Oui bien sur puisqu’en faite tout ce que l’on fait, on le fait mieux en routine pour éviter de réfléchir à la problématique. Une fois que c’est rentré en routine, c’est plus facile à faire et on gagne du temps. Pour la récupération, je suis adepte des étirements à distance des séances, bien respecter son sommeil. Pour l’alimentation, manger de tout sans se restreindre mais en limitant les quantités pour respecter son poids de forme pour un meilleur équilibre poids/puissance. Après, j’ai la routine d’avant course pour l’alimentation ou je vais enlever les fibres 2 à 3 jours avant pour ralentir mon transit intestinal et ne pas être perturbée pendant ma course. Pour le sommeil, petit astuce: mettre mon réveil à sonner à 22h pour le mettre à 22h30 puisque j’ai observé que mon train du sommeil est à cette heure là. Du coup, c’est plus facile car je suis déjà dans mon lit à cette heure là, je saute dans le train du sommeil et je fais une bonne nuit. Pour les entrainements, le coté physique, la petite routine de la veille de course ou je me fais 20’ de footing, en tenue de course avec mon sac chargé pour m’assurer que tout est ok.

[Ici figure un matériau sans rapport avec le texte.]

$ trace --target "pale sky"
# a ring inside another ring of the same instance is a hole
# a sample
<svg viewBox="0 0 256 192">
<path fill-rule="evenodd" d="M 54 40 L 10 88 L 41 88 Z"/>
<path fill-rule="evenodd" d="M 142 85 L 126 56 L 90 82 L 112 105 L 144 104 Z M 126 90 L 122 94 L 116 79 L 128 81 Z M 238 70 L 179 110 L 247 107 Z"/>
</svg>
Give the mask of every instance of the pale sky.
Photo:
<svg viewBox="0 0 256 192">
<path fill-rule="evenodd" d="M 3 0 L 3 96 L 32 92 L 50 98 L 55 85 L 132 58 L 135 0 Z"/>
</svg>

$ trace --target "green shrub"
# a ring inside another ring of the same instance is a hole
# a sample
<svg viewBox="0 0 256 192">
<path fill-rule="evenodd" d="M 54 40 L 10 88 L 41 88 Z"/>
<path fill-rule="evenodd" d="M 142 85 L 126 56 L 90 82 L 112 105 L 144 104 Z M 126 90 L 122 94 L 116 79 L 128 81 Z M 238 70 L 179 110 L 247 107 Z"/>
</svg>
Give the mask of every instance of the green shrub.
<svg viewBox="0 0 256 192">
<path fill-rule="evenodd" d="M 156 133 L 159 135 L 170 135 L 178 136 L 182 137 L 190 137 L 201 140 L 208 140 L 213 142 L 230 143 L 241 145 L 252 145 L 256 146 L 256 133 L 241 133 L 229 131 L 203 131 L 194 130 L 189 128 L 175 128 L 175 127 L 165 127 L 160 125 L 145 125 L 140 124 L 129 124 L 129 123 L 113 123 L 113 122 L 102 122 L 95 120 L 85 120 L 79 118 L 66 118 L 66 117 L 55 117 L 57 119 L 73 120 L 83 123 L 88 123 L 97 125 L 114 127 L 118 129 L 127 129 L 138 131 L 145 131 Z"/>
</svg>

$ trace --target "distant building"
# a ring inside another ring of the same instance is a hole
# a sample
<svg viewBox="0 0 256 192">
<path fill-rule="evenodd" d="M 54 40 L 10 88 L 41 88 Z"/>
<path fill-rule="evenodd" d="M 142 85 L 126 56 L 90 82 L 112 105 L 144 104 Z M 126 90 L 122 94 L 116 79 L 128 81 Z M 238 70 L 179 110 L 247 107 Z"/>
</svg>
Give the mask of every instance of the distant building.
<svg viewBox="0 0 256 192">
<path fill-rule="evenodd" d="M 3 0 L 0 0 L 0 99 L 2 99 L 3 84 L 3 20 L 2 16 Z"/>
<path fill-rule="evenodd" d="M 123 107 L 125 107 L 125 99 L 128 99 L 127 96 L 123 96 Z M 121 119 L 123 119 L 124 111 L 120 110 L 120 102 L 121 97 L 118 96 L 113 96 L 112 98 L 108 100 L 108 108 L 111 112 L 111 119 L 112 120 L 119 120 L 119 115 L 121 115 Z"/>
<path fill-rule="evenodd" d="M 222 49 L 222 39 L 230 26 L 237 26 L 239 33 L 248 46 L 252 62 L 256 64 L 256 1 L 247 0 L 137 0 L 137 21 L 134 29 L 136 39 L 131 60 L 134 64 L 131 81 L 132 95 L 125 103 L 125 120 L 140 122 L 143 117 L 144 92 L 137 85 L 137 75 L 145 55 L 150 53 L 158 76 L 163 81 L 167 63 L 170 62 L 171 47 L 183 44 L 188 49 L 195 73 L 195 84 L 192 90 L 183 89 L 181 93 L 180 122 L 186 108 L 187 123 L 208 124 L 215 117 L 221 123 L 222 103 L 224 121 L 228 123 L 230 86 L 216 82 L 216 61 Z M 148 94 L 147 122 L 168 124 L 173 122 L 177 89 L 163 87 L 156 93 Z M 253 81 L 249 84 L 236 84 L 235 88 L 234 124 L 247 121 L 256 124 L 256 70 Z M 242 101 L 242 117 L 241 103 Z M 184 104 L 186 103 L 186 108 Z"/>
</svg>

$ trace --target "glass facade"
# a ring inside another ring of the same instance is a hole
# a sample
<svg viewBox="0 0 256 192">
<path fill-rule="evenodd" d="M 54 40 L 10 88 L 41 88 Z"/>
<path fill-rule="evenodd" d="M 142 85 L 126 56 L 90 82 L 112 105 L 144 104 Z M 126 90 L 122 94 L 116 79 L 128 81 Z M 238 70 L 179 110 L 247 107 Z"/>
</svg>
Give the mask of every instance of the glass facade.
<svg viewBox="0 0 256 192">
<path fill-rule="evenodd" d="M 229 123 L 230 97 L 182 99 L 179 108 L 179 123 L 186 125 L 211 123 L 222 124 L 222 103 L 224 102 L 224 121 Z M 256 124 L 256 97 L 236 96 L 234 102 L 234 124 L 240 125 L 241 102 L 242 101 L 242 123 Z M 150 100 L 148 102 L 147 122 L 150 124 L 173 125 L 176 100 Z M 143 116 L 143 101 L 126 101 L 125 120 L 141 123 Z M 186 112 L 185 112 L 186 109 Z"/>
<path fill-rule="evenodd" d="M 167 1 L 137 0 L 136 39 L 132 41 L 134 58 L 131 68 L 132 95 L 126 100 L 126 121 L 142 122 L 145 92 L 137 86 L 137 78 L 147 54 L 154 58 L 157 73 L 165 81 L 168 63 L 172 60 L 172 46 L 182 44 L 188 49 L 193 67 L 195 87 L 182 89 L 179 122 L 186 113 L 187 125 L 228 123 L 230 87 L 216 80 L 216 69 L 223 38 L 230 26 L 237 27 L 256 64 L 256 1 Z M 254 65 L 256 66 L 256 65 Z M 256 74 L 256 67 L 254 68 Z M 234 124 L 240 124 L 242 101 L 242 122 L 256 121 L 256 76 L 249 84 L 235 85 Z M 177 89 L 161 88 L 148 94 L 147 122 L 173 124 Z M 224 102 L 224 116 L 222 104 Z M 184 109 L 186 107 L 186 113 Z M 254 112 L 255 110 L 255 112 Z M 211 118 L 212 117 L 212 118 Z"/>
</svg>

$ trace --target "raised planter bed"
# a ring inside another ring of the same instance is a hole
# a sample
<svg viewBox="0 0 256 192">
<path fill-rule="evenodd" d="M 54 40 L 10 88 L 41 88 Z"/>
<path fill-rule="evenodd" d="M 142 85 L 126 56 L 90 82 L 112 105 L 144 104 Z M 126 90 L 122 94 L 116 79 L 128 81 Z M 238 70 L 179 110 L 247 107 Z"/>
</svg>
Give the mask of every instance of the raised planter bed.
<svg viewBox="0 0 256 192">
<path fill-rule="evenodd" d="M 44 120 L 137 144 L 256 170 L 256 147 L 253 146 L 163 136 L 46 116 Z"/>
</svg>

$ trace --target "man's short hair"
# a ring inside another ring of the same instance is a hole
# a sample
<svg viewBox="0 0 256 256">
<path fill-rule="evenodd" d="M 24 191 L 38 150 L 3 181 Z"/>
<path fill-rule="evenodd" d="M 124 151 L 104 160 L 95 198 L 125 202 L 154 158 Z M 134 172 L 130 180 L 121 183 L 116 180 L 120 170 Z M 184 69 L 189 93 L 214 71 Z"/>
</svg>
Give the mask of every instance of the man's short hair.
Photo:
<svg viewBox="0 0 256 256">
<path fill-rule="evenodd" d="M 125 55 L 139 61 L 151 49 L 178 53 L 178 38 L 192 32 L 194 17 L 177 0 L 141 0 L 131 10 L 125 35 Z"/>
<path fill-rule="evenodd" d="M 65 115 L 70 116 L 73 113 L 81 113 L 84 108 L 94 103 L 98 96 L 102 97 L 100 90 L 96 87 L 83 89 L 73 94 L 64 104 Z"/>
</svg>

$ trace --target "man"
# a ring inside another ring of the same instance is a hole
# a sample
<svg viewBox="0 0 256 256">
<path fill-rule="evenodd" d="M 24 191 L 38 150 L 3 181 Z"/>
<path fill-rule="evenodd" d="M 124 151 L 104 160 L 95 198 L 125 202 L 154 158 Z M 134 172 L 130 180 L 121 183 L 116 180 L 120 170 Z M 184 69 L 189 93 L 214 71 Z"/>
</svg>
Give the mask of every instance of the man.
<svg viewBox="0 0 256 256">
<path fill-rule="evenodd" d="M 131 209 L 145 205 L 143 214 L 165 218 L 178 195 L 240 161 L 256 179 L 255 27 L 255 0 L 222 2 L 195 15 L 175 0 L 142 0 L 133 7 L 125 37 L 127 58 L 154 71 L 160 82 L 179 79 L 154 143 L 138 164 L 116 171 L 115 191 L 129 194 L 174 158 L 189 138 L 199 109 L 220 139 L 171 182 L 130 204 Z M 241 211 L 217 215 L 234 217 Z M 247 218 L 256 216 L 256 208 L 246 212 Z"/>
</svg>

Peux-tu partager une anecdote insolite ou un souvenir mémorable vécu pendant une course ?

Alors, je ne suis pas très bonne pour raconter des histoires, du coup, une anecdote insolite, je ne sais pas bien quoi raconter puisque forcément il y en a mais que je ne les ai intégrées, mais, il y en a une qui n’est pas forcément une anecdocte : quand j’ai couru pour la première fois la Diagonale des Fous, c’était le clair de lune et quand je suis arrivé au Piton Textor, en haut de la première montée, il y avait un super clair de lune et on voyait le Piton des neiges au loin et entre les deux, il y avait une mer de nuages, c’était magnifique et cette image, je l’ai encore en tête. Quand je veux insuffler des images positives dans mes séances de relaxation, je me sers encore de cette image que j’ai vu avec les émotions que j’ai traversé à ce moment là.
Il y a quand même cette anecdocte qui n’est pas tout à fait un trail car c’était un challenge par équipe au Brésil avec des angevins. Je faisais la partie course à pied, j’ai perdu la trace et je me suis retrouvé perdu dans Rio. J’étais toute seule, je ne parlais pas le portugais, je n’avais pas d’argent, pas de téléphone et par chance, un autre coureur s’est aussi perdu, on s’est retrouvé, lui parlait un peu le portugais, a demandé de l’argent, on a pu prendre le bus pour revenir au point de départ de la course. Je me suis rendu compte, avec cette histoire, qu’il fallait partir avec un peu d’argent et pas être minimaliste comme j’aime l’être.